Alors, évidemment, on nous parle de « pratique » comme si l’on était dans le domaine de la physique.Autrement dit, on demande au « peuple »,  à la clientèle de juger, d’arbitrer car c’est bien à cela que conduit la dite « pratique », laquelle d’ailleurs se déploie dans le secret des cabinets.   Dans les colloques que nous avons organisés, il a toujours été convenu que lors d’un débat, l’argument de la pratique ne serait jamais présenté par les interlocuteurs. Mais l’on voit que ce garde-fou n’est plus de mise de nos jours..

L’on nous objectera: mais alors si ce n’est pas la « pratique » qui décide, qu’est ce qui décide? Nous répondrons d’abord qu’une pratique qui combine autant de facteurs que celle des praticiens ordinaires de l’astrologie ne saurait être concluante ou plutôt que face  à un tel fouillis, l’astrologue effectuera une « traduction » dont le rapport avec le schéma d’origine reste sujet à caution. C’est donc l’astrologue qui sera jugé et non l’astrologie!   CE que d’aucuns formulent en disant: quand l’astrologue se trompe, ce n’est pas la faute de l’astrologie mais de l’astrologue.

En vérité, la pratique piége la réflexion théorique en ce sens que le probléme n’est pas tant qu’elle l’infirme mais qu’elle la valide si  bien qu’une théorie qui ne vaut rien sera ainsi entérinée.
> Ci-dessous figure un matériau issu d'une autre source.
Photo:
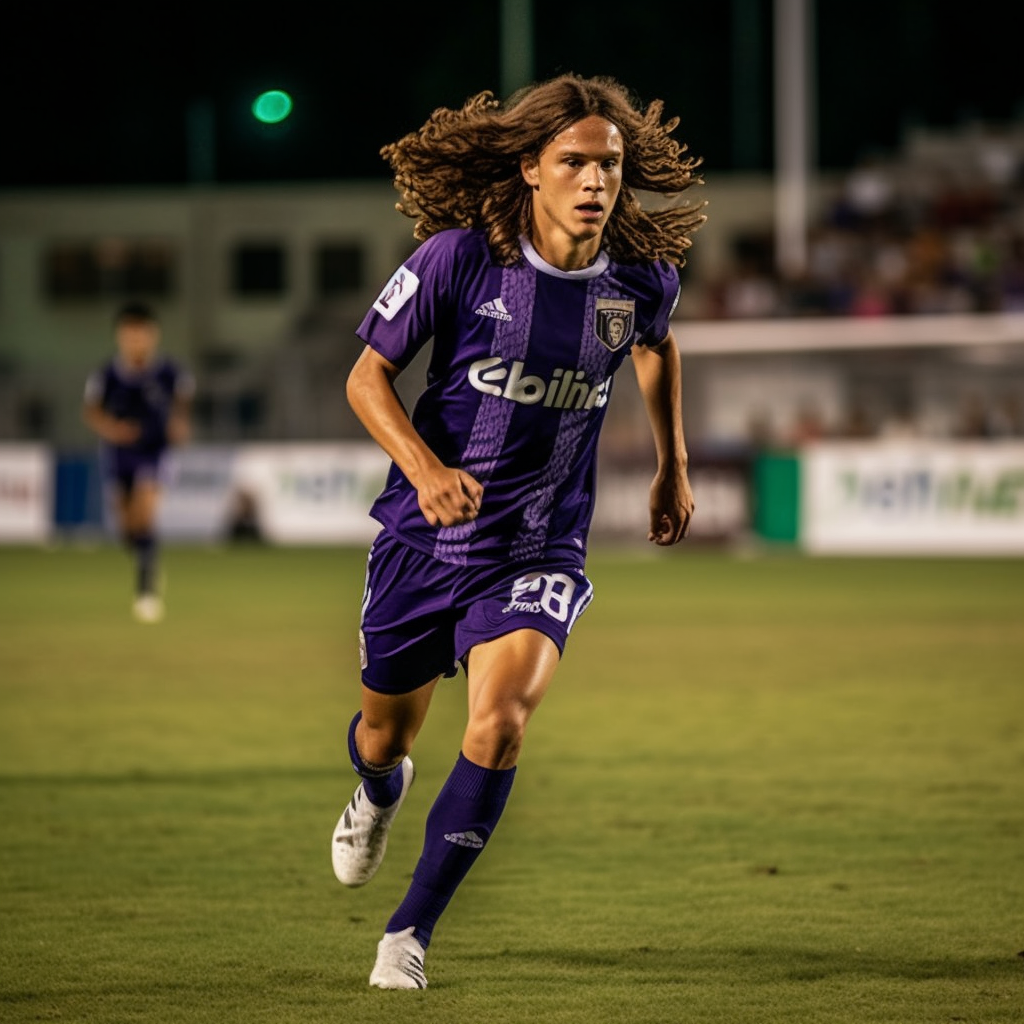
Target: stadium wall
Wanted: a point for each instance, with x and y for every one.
(828, 498)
Mais comment déterminer la valeur d’une théorie? Notre réponse est simple: une théorie valable est celle qui résiste aux critiques, aux objections quant à sa logique interne.Il importe aussi de ne pas confondre pratique et observation.  L’observation, ce sont les phénomènes que tout le monde peut observer autour de soi, dans le monde. Ensuite, il s’agit de les expliquer ces phénomènes, ce qui peut convoquer diverses disciplines,  chacune disposant  de ses propres grilles.

 

 

 

 

 

 

 

 

On nous répondra « mais puisque ça marche »!